Wie es sich gehört, wir wollen den Anstand beibehalten, wünsche ich euch natürlich zuerst ein wunderschönes neues Jahr. Auf das sich eure Vorsätze umsetzen lassen und ihr glücklich und gesund bleibt.

So ein Jahreswechsel lässt einen, warum auch immer, manchmal beginnen zu kramen. Man sortiert plötzlich, fängt an auszumisten oder beschließt Neuerungen.

Meine Sortierwut galt tatsächlich meinem Blog, den ich schmerzlich vernachlässigt habe und er trotzdem eigentlich ein Teil meines Lebens war. In den letzten Monaten ist es mir leichter gefallen Instagram zu nutzen und krankheitsbedingt gab es keine Ereignisse über die ich hätte berichten wollen und auch das Schreiben fällt mir nicht mehr so leicht.

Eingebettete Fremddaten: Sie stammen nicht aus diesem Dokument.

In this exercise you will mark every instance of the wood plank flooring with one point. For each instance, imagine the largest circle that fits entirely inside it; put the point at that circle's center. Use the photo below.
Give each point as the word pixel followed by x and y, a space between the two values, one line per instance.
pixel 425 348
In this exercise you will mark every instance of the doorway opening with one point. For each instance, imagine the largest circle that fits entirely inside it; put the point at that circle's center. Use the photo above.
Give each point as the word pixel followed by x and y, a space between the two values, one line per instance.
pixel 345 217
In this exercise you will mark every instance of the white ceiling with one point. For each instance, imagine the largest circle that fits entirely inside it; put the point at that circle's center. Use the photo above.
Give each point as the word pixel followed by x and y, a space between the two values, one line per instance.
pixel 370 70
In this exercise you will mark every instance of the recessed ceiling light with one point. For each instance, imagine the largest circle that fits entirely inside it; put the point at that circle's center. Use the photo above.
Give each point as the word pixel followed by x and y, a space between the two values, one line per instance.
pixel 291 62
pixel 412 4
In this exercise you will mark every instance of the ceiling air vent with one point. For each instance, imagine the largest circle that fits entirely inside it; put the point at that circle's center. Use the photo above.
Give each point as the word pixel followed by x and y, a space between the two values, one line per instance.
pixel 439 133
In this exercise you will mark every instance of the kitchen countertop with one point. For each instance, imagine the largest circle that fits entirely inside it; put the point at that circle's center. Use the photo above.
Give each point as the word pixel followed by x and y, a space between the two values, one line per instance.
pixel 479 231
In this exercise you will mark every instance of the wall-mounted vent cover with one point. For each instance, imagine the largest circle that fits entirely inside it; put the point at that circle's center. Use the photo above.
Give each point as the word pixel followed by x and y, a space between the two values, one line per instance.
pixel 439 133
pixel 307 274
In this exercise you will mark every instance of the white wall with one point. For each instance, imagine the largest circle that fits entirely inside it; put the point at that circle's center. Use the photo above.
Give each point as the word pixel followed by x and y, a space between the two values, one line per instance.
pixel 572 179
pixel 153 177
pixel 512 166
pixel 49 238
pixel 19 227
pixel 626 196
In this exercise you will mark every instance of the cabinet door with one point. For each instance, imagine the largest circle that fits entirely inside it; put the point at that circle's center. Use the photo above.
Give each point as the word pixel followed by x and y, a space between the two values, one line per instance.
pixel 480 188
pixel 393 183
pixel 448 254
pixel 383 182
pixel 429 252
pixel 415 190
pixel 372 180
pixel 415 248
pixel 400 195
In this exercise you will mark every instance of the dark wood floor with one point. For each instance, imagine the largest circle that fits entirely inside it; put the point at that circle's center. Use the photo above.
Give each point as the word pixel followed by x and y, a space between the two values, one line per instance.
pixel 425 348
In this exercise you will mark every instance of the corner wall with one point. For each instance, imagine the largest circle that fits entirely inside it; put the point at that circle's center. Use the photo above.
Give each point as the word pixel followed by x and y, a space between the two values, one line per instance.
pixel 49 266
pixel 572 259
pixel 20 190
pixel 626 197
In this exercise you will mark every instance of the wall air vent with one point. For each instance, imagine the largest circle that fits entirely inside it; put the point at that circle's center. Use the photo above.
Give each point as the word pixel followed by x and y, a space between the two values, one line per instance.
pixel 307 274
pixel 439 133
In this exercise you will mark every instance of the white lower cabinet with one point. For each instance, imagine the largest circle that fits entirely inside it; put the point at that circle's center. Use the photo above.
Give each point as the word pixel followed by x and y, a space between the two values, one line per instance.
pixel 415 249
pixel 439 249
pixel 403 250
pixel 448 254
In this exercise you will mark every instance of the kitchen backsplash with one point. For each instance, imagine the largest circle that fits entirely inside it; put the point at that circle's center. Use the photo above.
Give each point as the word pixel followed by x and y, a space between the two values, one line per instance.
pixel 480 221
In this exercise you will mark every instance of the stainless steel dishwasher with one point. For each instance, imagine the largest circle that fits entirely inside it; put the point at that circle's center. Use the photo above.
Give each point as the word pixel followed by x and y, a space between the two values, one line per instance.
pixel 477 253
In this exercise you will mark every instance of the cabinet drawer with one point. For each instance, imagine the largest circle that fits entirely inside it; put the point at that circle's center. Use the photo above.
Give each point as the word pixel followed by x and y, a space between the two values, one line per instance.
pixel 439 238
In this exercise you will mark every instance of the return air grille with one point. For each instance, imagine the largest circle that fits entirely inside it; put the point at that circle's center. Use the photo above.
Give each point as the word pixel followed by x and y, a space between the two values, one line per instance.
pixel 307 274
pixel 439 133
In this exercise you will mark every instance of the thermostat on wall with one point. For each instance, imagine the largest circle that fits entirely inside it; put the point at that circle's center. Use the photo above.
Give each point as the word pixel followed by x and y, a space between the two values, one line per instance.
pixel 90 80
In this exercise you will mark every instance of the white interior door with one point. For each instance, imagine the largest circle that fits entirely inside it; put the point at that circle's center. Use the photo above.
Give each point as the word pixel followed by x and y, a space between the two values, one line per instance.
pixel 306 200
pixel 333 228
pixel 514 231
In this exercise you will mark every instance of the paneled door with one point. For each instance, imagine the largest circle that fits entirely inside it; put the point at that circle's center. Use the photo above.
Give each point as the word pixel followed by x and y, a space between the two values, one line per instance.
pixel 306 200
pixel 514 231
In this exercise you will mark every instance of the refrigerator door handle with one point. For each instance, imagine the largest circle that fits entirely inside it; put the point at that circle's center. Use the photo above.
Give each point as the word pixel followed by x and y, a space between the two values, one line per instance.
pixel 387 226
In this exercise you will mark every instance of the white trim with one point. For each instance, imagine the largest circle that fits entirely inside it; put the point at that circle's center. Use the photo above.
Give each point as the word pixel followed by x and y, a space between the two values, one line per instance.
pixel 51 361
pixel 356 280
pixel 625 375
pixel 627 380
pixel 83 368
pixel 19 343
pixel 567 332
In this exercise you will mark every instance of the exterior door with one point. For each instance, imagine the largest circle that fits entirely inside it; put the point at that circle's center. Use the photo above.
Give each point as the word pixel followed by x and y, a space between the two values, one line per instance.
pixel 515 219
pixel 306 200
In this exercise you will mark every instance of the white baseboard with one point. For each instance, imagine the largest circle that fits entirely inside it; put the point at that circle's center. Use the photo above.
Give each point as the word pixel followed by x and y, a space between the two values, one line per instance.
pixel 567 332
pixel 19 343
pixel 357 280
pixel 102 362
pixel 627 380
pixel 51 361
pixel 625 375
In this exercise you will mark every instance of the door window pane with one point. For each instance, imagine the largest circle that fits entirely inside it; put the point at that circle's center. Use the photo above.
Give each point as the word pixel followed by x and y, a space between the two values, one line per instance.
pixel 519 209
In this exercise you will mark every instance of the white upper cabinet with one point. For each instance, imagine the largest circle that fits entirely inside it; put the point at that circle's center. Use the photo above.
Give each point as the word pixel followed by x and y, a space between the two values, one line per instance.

Aber ich arbeite daran und lasse den Blog als einzigen Vorsatz endlich wieder aufblühen.

Bei meiner Beschäftigung hinsichtlich des Mamimiblogs fiel mir jetzt, nach all den Monaten auf, dass hier noch immer Besucherverkehr herrscht und das gerade ein Post tagtäglich angeklickt wird und im letzten Jahr, trotz Inaktivität sogar 248000 Mal gelesen wurde. Vielleicht weil das Thema kontrovers ist, vielleicht aber auch, weil die Meinung sich in den letzten Jahren diesbezüglich verändert hat.

Wovon ich wohl spreche?

Es geht tatsächlich um meinen Beitrag zum Thema „Familienbett“.

2013 musste ich mich beinahe dafür rechtfertigen diese Schlafvariante für uns zu nutzen und heute habe ich das Gefühl, dass die Mamawelt diesbezüglich entspannter geworden ist.

Wir hatten Kinder die nicht von Anfang an friedlich bis in die Morgenstunden geschlummert haben, tatsächlich frage ich mich heute wie man mit so wenig Schlaf den Tag überstehen konnte, und die unsere Nähe brauchten. Zudem brauchten wir auch die Sicherheit darüber, dass es den Kindern gut geht und die bekamen wir dadurch, dass sie bei uns waren. Im Bett zu stillen war schnell so viel einfachere Routine und auch der relativ wenige Schlaf war für alle einfach entspannter.

Natürlich entscheidet dies jede Familie für sich und ich kann absolut nachvollziehen, wenn man alleine schlafen möchte oder träumende Kinderfüße einen wahnsinnig machen.

Wir entschieden uns recht schnell für das gemeinsame Bett, aber auch Komfort und bekamen ein 2,70m Familienbett, so hatte jeder seinen Platz und es gab auch im Sommer kein Ölsardinenproblem.

Im Herbst stellten wir allerdings fest, dass die Matratzen, die wir zuvor einfach nur nebeneinander gelegt hatten, nicht mehr unseren Bedürfnissen entsprachen. Die verschiedenen Gewichtsklassen, drei verschiedene Härtegrade und auch die „Besucherritze“ zwischen den Matratzen störte. Zudem sind Matratzen nach einigen Jahren auch einfach nicht mehr optimal. Mein Rücken schmerzte und das Familienbett schrie nach Optimierung.

Passenderweise lernten wir genau zu dieser Zeit http://www.verapur.com kennen.

https://www.instagram.com/verapur

Die Matratzenmanufaktur produziert in Handarbeit Matratzen und Bezüge auf Maß. Ausgefallene Wünsche, wie bei uns ein Topper der über die gesamten Matratzen gelegt wird, werden realisiert und sind qualitativ nicht zu toppen. Das Team von Verapur legt Wert auf Hochwertigkeit und arbeitet schadstofffrei, das ist gerade bei Materialien mit denen man tagtäglich viele Stunden sehr nah verbringt, unwahrscheinlich wichtig.

Matratze mit Topper

Und während Anfang Dezember andere beginnen ihr Haus weihnachtlich zu gestalten, so gestalteten wir unser Familienbett um.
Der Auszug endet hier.